There was good work elsewhere. The scene between the four captains fell into crude stereotypes for its comedy – Yadoo was incomprehensible but very funny as Jamy, leaving Fluellen and MacMorris scratching their heads and floundering to reply to his statements; Andrew Westfield’s MacMorris fumbled with grenades and shook them against his ear to hear if they were likely to blow up, which is at least the second time I’ve seen an Irish explosives expert as a ‘funny’ role on the RSC stage. Richards played Fluellen with brisk efficiency, the mode for many of the officers (Sean Chapman’s Exeter even looked like a 1940s Air Force general), and he gave a self-deprecating performance throughout, embarrassing himself by repeatedly interrupting Henry’s attempts to pray on the battlefield, and reacting with quiet surprise to the realisation that Pistol was a fraud. I felt, too, that the conspirators’ scene worked very well, the three men going through a fine and balanced transition from huddled preparation to fawning compliments to humiliation, anger and debasement. However, the inclusion of a thwarted moment where Cambridge actually lunged with a dagger at Henry’s back only to miss his moment seemed far too crass – there was no sense of how or why Henry could get into a position where this was possible, given what he already knew.

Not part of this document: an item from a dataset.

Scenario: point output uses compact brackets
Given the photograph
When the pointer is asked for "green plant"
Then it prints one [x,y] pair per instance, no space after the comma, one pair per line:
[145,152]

There was a lot to enjoy in this production, which worked hard to give every character their own moment and explore the complexities of the war experience. Yet its focus on individual experience (war affects everyone) seemed to allow it to sidestep more pressing political questions about responsibility, compromise, ethics and suffering. The production’s strong emphasis on Hal’s deference to God (ending many scenes looking up to the heavens) seemed to me to be a statement about the production’s whole approach – we didn’t create this situation, we’re just seeing what it does to the people who are there, which is what I also disliked about the BBC Hollow Crown production. What this country needs, I suggest in response to Cavendish, is a production that moves beyond asking how our soldiers are dealing with war to challenging what we’re doing there in the first place.